ST. PAUL, Minn. (AP) — Minnesota lawmakers working out a final Vikings stadium bill must decide how much money the team should put into the $975 million proposal.
Both the House and Senate were standing by Wednesday for the final product of a conference committee that by late afternoon had yet to meet.
The Vikings were closer than ever to a replacement for the 30-year-old Metrodome, but big hurdles remained. Both the House and Senate this week passed bills raising the team’s $427 million contribution — by $105 million in the House, $25 million in the Senate.
Throughout the franchise’s latest push for a publicly subsidized football stadium, team executives insisted they wouldn’t pay more. The $427 million figure was “set in stone,” Vikings Vice President Lester Bagley said as recently as last week.
But in convincing votes, lawmakers went on record demanding that the Vikings and private partners foot a bigger share of construction costs. It’s part of a broader skirmish over how much, if any, tax money should benefit a private enterprise owned by wealthy New Jersey developer Zygi Wilf.
Emerging from a closed-door meeting Wednesday, Republican House Speaker Kurt Zellers said he hasn’t spoken to the Vikings about the level of their stadium contribution and said it was “partially up to them to decide” whether to chip in more.
“The Vikings didn’t get whatever they wanted,” said GOP Sen. Julie Rosen, the bill’s chief sponsor. She said the team will have to come up with more to come away successful.
A final bill would need to pass both the House and Senate before going to Gov. Mark Dayton, a strong stadium booster who would presumably sign it. Then it would be up to the Vikings whether to accept the deal.
Conference committee members, legislative leaders and Dayton administration officials spent hours Wednesday behind closed doors in multiple simultaneous meetings. They were careful to avoid bringing together a quorum of conference committee members that would trigger a state law requiring legislative meetings to be conducted in public. They revealed little about the discussions.
Rep. Morrie Lanning, the bill’s House sponsor, said he was “not in a position to comment” when he stepped out of one meeting. A few hours later, Ted Mondale, Dayton’s chief stadium negotiator, also declined to talk.
“We’re playing some cards,” he told TV cameramen and reporters as he walked by.
Stadium backers risk losing some of their votes if the final resolution drags out. Two House members who voted yes on the bill — Reps. Greg Davids, R-Preston, and John Kriesel, R-Cottage Grove — both were to leave town Thursday on trips planned before the Legislature missed a self-imposed April deadline to finish the session.

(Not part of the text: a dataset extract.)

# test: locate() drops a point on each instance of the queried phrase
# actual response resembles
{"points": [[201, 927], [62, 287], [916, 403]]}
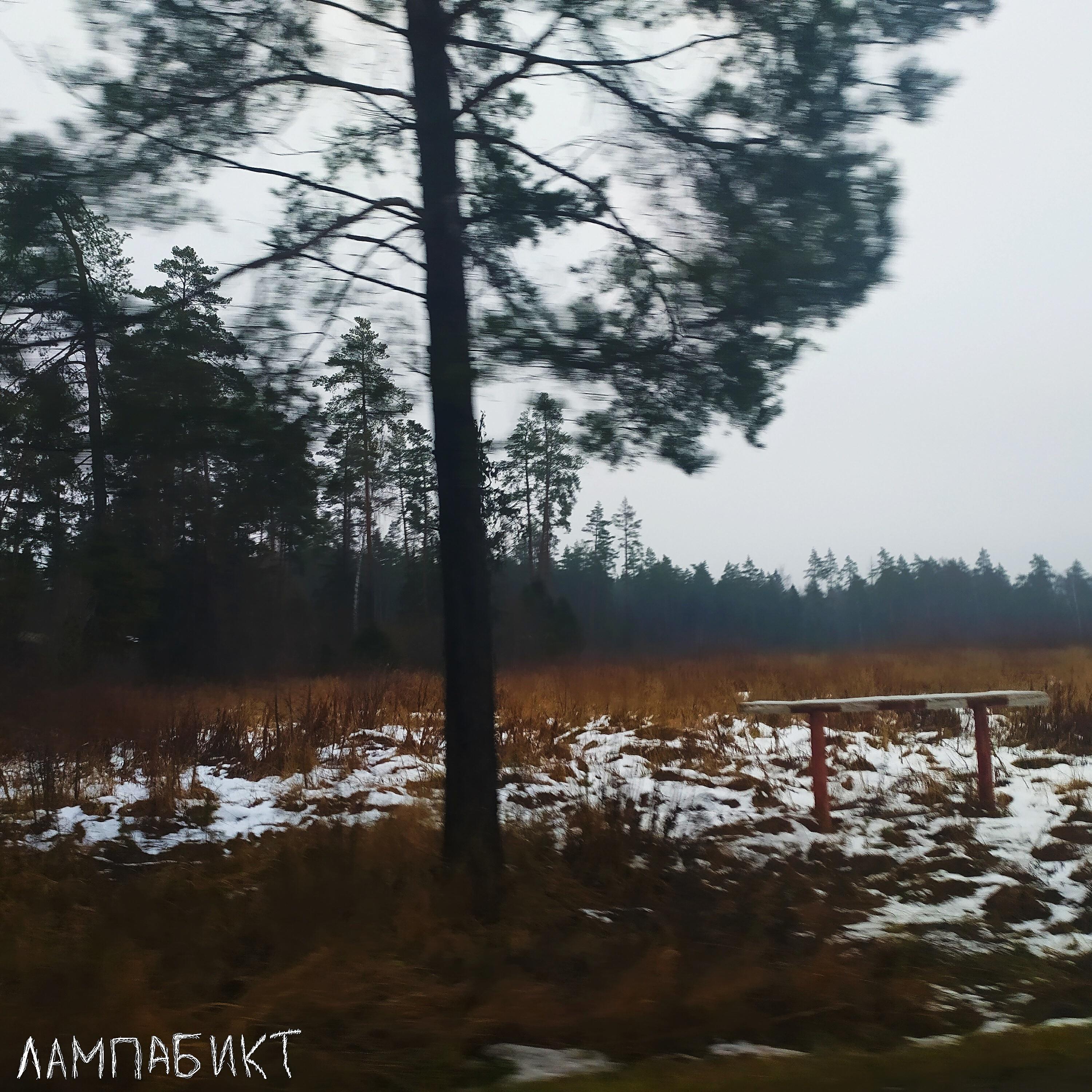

As for the team’s contribution, Wilf won’t be cutting a personal check — at least not for most of it. The team expects to tap into an NFL loan program for as much as $200 million. It could also cash in on naming rights, sell seat licenses and leverage other new revenue streams from a state-of-the art-stadium.
Following Tuesday’s Senate vote, Bagley said the team is standing by the amount it pledged earlier, but he acknowledged the final package is “to be determined.”
The Vikings say their costs go beyond the upfront contribution. Officials note that they will pay annual rent and help defray operating costs of the building, which a public authority would also rent out for concerts, conventions, monster truck pulls and other activities.
The Senate added a new dynamic by adopting user fees on suites, parking and Vikings merchandise. The state would impose a 10 percent fee on suites and parking within a half-mile of the stadium, and a 6.875 percent fee on Vikings clothing, trading cards and other memorabilia.
It’s all meant to soothe concerns of lawmakers about a gambling expansion pegged to retire public debt. The stadium bill contemplates tens of millions of tax dollars from new electronic pull-tab and bingo games in bars and restaurants. The robust estimates have drawn plenty of skepticism.
Another $150 million will come from a redirected sales tax in Minneapolis, where the new stadium would be built.
The current Vikings stadium plan would be the third priciest in football, behind recently built facilities in Dallas and New York. The public contribution by percentage could still shift, but in all likelihood a Minnesota subsidy would cover between 40 and 50 percent of construction.
That would put the Vikings package somewhere in the middle of NFL projects over the past dozen years.
In Cleveland, for instance, the Browns’ $290 million stadium opened in 1999 after three-quarters was financed by taxpayers. The gleaming Giants and Jets $1.6 billion stadium was built entirely with private funds.
The possibility the Vikings could move added an element of pressure to the current deliberations. NFL Commissioner Roger Goodell has personally lobbied Minnesota leaders to pass a stadium plan, and chatter about efforts in Los Angeles to nab a team is rampant.